You’re still here! A week later! You’ve put up the weird numbers with x’s in front of them. You’ve digested the varying meditations on randomness. You’ve withstood me constantly wondering, Do we really even know ANYTHING? And you even decided to keep going after you received a newsletter about a bunch of peach-fuzzy Dutch millennials on the same morning that the richest soccer team in the world fired its manager. So, before we get started: Thanks! I’m still blown away by the number of people who seem interested in this. Some of you have reached out to me via email -- you can just respond directly to the newsletter, I think -- and that’s been both incredibly sweet and super-helpful. So, AN ANNOUNCEMENT: Next week, I’m gonna run a mailbag newsletter. Please email me or tag me on Twitter (@rwohan) with any and all questions. As my buddy Micah Peters likes to say: there are no bad questions, except for the bad ones. I want this thing to keep growing, and I also want the people who are already subscribed to enjoy it. Beyond the delivery mechanism -- I write it, I press a button, and it gets zapped into your inbox -- there’s no real set structure for this, and I imagine it’s form will be ever-changing. You know, kind of like the sport it’s about!

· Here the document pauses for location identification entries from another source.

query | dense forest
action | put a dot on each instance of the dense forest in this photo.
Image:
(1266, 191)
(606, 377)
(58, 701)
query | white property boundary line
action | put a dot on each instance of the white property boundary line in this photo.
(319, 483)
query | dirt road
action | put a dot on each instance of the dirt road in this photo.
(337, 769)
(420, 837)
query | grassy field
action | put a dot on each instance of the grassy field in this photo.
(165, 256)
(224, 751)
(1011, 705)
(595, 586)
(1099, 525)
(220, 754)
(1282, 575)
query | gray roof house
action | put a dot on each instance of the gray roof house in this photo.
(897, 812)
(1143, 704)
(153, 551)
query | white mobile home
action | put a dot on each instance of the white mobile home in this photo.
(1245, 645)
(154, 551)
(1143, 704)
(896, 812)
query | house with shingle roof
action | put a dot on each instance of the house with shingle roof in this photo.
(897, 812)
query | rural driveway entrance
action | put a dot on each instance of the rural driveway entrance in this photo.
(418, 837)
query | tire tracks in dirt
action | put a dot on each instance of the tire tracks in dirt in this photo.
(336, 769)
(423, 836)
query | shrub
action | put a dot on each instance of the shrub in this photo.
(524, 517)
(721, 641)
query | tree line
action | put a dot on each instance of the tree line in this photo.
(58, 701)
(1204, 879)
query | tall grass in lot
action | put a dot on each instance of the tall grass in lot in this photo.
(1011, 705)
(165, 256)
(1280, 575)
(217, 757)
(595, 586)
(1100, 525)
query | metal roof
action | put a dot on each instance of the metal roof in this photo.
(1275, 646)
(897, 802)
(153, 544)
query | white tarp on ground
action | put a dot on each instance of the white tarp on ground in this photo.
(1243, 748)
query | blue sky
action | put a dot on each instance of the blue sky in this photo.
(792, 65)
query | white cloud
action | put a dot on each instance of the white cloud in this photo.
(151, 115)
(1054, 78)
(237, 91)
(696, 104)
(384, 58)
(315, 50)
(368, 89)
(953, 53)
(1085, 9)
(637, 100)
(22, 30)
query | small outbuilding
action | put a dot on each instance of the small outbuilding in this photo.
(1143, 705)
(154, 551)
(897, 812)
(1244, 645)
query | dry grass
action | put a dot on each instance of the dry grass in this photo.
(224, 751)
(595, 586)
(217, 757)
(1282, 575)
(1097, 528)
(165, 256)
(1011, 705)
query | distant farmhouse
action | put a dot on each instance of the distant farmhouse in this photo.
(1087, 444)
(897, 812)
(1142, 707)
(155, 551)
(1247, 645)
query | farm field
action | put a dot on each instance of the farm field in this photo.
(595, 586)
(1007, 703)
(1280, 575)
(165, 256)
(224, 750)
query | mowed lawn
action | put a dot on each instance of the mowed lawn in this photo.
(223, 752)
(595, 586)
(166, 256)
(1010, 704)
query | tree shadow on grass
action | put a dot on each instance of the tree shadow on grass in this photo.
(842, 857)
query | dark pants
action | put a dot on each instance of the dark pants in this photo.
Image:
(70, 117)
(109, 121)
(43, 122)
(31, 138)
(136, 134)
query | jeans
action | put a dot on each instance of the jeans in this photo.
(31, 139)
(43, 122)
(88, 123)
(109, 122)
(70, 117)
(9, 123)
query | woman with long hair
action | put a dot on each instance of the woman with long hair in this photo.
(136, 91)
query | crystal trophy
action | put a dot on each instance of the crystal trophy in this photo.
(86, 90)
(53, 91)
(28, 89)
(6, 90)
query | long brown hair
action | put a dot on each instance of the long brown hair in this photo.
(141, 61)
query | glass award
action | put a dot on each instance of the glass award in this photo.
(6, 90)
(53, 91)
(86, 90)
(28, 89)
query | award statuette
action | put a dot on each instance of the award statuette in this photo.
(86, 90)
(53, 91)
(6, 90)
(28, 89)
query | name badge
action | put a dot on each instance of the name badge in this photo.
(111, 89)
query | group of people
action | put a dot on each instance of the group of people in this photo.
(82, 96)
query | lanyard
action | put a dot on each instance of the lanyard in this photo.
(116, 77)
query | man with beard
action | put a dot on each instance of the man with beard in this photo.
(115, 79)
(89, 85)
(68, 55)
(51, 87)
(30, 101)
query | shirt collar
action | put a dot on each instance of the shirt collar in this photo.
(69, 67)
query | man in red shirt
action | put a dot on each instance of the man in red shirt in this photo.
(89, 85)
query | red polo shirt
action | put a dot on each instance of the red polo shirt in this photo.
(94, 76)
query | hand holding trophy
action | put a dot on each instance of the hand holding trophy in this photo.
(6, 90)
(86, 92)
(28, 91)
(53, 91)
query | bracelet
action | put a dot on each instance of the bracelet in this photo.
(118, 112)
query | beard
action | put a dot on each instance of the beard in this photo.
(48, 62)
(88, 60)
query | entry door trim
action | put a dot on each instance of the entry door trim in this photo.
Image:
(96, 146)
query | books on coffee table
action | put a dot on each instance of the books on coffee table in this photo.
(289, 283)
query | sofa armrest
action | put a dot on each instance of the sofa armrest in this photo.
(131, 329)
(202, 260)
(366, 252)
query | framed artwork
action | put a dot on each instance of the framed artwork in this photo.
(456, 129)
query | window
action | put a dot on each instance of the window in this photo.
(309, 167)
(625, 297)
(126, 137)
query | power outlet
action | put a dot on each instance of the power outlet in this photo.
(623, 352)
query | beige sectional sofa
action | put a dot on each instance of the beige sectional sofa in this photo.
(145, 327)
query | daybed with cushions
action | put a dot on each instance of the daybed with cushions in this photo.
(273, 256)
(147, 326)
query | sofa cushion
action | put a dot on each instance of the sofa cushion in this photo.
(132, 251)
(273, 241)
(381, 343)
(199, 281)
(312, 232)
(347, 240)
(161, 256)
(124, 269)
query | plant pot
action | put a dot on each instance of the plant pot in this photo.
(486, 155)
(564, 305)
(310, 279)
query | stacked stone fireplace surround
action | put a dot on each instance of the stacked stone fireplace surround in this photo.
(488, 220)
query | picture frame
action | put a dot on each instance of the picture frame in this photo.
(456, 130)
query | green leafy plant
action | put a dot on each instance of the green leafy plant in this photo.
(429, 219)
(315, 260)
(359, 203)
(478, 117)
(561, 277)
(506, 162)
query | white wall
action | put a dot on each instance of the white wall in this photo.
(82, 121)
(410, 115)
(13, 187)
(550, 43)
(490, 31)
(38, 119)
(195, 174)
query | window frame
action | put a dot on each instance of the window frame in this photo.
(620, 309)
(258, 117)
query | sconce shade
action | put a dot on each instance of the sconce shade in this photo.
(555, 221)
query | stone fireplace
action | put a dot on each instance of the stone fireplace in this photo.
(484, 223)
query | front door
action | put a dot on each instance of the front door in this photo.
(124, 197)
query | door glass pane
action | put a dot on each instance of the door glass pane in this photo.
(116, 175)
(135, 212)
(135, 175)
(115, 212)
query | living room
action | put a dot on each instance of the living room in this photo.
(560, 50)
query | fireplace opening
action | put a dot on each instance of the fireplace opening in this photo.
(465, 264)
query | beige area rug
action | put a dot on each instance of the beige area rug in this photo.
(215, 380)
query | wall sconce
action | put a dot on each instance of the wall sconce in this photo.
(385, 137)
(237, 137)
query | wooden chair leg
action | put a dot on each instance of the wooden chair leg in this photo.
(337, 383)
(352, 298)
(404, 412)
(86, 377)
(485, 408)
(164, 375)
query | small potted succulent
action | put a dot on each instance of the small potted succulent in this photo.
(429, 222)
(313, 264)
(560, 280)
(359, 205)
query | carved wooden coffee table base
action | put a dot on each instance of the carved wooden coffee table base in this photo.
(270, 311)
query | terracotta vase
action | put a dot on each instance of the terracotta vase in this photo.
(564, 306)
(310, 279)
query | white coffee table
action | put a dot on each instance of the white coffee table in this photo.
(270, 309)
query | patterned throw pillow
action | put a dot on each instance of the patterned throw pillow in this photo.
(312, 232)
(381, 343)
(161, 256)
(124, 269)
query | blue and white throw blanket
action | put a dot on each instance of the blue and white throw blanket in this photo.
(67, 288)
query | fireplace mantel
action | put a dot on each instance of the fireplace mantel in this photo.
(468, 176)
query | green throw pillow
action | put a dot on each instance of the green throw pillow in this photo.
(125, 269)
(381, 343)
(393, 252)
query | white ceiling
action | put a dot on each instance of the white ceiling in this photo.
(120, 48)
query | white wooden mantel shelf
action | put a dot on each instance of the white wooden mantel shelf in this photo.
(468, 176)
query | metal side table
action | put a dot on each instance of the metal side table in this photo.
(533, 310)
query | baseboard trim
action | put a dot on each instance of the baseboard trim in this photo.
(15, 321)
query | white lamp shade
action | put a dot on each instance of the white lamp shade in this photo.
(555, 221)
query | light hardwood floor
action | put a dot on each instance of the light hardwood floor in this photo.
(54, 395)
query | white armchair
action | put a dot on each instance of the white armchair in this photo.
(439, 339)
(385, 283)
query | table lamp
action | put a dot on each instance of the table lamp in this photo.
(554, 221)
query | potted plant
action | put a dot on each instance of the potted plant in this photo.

OK, yes, on to that sport. I’m running back last week’s Crib Sheet-style, and am planning on continuing with the later-in-the-week newsletter as a more segmented column. This week, we’re gonna look at three more interesting things happening in European soccer, but they’ll be ordered by increasing levels of soccer-nerdery. The first bullet will cater toward my mother and anyone else who’s a casual soccer fan. The second one will aim toward the average fan, someone who knows the table week in and week out and also has a handle on all of the major figures of the moment. And the third and final section will be for the uber-nerd who knows all about xG and has also watched every minute of every Ricardo Quaresma YouTube video.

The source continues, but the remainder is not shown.